Ambitious FY26 growth targets
“In the end, I would like to share with you, we are aiming to grow our top line at around 20% with a bottom line of about 18% with an order book target of about INR 1,400 crores for the financial year FY ’26.”
Sansera Engineering
Record top-line milestone and industry outperformance
“For the fiscal year 2025, Sansera Engineering crossed INR 30,000 million mark in terms of top line with a 7% revenue growth on a year-on-year basis. This is our highest ever annual and quarterly performance in terms of top line and PAT. With this performance, we continue to outperform the industry growth despite multiple headwinds in the Indian as well as global economy.”

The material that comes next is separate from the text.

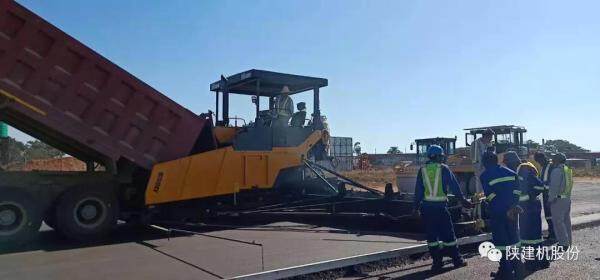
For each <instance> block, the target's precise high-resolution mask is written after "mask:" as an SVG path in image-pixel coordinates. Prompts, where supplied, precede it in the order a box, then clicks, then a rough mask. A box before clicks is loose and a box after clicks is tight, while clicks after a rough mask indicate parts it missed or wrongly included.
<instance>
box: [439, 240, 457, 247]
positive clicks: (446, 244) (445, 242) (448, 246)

Doubling ADS revenues in FY 26
“Looking ahead, the outlook for our business remains strong with multiple growth levers across the segments, particularly ADS, where we expect to double the revenue in the year FY ’26.”
Nelcast
Looking for a strong Fy26 as the cycle turns for the company
“Looking ahead, the company is seeing promising signs, and we believe that the growth
momentum will continue, leading to a strong year ahead. Our confidence is supported by a robust order pipeline for value-added products, which will drive growth and enhance profitability, bringing us closer to our goal of achieving the EBITDA/kg of INR15 a kg. Many of the new products will be produced at the Pedapariya facility, which will significantly improve our utilization in FY '26 and further enhancing our return ratios in the future.”
— P. Deepak
Increasing the value added mix for the company
“So I think there's very different ways of defining value-added product in terms of the
complexity of the products that we are doing. I would say that it's not a binary thing where you say something is value-added and something is not. It's a scale. Some are slightly complex; some are incredibly complex. So, I think it's more about just an overall move towards the more complex parts. And we see that happening in two ways. One with the new business that we are winning, both for the domestic and the export sector. But the second is also the existing products as the customers are trying to optimize the designs, some of the existing products, which might not be as complex are getting one or two levels higher up on that complexity scale as they are trying to optimize the design, which I think is a big advantage for us.”
— P. Deepak
Conclusion
As we wrap up this 13th edition of Investor's Edge, it's clear that the business landscape is brimming with dynamic shifts and promising opportunities. From the potential turnaround in European demand for Swiss watches, to India's burgeoning CAPEX cycle, and the strategic pivots of financial conglomerates, the insights from Q4 FY25 concalls offer a compelling glimpse into the future. The intense focus on speed and execution, and the ambitious growth targets set by companies like Vertiv, Astra Microwave, and Sansera Engineering, underscore a resilient and forward-looking corporate environment. We hope these curated observations have provided you with an "Investors' Edge" in navigating the evolving world of industries. We will be back with more such insightful analyses to keep you ahead of the curve.